Congratulations to StorSimple for building an innovative product that Microsoft was recently inspired to acquire. For those of you who have not had a chance to look into StorSimple yet, it offers an interesting hybrid storage capability: on-premises storage, combined with Windows Azure-based storage. Simply drop their storage appliance in your network and start using it as a storage device. You can expect capabilities similar to any enterprise-class storage device, including high availability through dual-controllers, battery-backed memory and RAID.

Under the covers, however, the StorSimple appliance will seamlessly spread your data between its three types of storage: high performance flash SSDs, high-capacity SAS disk drives and Windows Azure-based cloud storage — essentially giving you access to virtually unlimited amounts of storage. However, the technique to automatically move the data between high-cost and media is not new. For years, the industry has referred to this technique as HSM – Hierarchical Storage Management, or tiered storage. However, HSM products such as IBM Tivoli Storage Manager and Oracle’s SAM-QFS are considered high-end products and are typically outside the reach of most small- to medium-sized businesses. This is why some believe that StorSimple may have an opportunity to bring HSM to the masses.
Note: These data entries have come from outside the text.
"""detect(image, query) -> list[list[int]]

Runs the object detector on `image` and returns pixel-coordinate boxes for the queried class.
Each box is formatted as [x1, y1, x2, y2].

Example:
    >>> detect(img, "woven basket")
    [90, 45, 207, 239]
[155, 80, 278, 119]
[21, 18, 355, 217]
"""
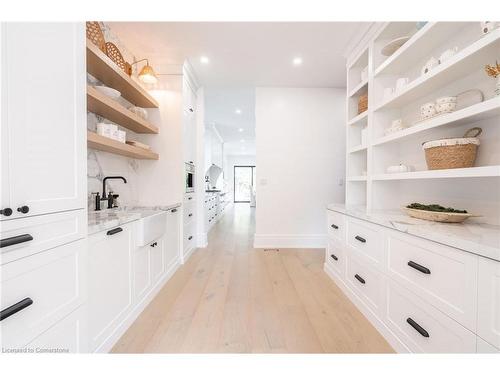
[86, 21, 106, 54]
[358, 94, 368, 114]
[422, 127, 481, 170]
[105, 42, 132, 76]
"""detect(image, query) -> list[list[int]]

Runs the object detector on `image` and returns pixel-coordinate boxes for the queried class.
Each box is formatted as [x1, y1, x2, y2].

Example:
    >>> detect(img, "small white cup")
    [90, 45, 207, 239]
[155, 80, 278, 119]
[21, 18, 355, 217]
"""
[396, 77, 409, 91]
[421, 102, 437, 119]
[392, 118, 403, 128]
[383, 87, 394, 100]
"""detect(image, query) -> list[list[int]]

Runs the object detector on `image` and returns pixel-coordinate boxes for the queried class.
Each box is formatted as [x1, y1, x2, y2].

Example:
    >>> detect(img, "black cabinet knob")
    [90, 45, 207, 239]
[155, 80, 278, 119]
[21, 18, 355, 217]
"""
[17, 206, 29, 214]
[331, 224, 338, 229]
[0, 208, 13, 216]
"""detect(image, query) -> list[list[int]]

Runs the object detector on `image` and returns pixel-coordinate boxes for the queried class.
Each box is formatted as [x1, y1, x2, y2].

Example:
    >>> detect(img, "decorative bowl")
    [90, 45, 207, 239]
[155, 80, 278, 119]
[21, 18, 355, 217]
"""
[404, 208, 477, 223]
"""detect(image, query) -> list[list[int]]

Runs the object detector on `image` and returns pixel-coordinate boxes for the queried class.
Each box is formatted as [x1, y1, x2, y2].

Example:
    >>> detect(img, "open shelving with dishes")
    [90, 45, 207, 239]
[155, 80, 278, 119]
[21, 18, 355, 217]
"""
[344, 21, 500, 224]
[86, 38, 160, 159]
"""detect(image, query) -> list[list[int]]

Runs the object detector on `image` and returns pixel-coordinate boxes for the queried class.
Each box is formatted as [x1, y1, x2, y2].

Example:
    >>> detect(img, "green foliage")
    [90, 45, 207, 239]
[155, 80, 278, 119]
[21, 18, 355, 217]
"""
[406, 202, 468, 214]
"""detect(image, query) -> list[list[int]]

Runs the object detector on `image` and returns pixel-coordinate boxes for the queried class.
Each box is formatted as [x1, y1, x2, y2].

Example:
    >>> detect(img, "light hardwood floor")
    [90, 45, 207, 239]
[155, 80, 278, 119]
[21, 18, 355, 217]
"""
[111, 204, 393, 353]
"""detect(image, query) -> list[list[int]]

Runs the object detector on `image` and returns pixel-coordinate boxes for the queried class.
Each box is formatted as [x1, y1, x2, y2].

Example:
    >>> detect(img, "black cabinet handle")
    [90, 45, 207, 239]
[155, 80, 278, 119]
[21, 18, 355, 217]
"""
[0, 234, 34, 248]
[354, 274, 365, 284]
[355, 235, 366, 243]
[406, 317, 429, 338]
[0, 298, 33, 321]
[17, 205, 30, 214]
[189, 108, 194, 112]
[188, 236, 193, 240]
[150, 242, 158, 247]
[107, 227, 123, 236]
[408, 261, 431, 275]
[0, 208, 13, 216]
[188, 197, 193, 200]
[330, 254, 338, 261]
[330, 224, 339, 229]
[188, 213, 193, 217]
[171, 208, 177, 213]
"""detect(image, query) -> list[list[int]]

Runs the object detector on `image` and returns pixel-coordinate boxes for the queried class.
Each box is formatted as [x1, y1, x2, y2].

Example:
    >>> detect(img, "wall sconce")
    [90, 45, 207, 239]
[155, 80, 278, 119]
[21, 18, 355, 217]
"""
[131, 58, 158, 84]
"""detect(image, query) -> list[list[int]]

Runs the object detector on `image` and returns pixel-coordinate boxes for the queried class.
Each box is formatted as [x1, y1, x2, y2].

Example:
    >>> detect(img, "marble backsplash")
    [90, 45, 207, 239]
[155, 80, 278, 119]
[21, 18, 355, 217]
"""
[87, 22, 143, 212]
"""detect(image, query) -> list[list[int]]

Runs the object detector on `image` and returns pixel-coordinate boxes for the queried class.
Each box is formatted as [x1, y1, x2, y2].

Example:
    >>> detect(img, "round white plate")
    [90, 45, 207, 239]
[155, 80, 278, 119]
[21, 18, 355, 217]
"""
[381, 36, 411, 56]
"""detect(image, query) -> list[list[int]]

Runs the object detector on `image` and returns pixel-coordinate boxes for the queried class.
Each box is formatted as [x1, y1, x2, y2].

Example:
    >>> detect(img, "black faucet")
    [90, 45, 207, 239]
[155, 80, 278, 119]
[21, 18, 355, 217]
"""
[101, 176, 127, 209]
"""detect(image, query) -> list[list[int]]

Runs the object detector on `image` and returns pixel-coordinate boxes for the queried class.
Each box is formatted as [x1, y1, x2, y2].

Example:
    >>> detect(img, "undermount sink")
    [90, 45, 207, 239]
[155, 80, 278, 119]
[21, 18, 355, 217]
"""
[135, 210, 168, 246]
So why is this interesting?

  1. Cloud storage is cheap, and is in fact getting cheaper all the time, as cloud storage providers are forced to pass along the “economies of scale” savings to consumers in order to stay competitive in an increasingly tight market.
  2. Cloud storage is highly available given the local and geo-redundant options.
  3. Based on the activity, your data may be locally available on the appliance or downloaded to the appliance when requested. There are a number of knobs you can turn in order to customize this behavior (i.e. dictate the activity threshold before the data is moved out to the cloud). In any case, you are shielded from the complexity of shuttling the data between on-premises and Windows Azure storage.
  4. By identifying data duplicates and removing excess copies, data is reduced (deduplicated or deduped), thereby reducing the amount of data stored.
  5. Last but certainly not least, the StorSimple appliance is no slouch when it comes to its hardware specifications — with a max capacity ranging from 100 TB to 500 TB, dual redundant power, full RAID protection and SSD acceleration.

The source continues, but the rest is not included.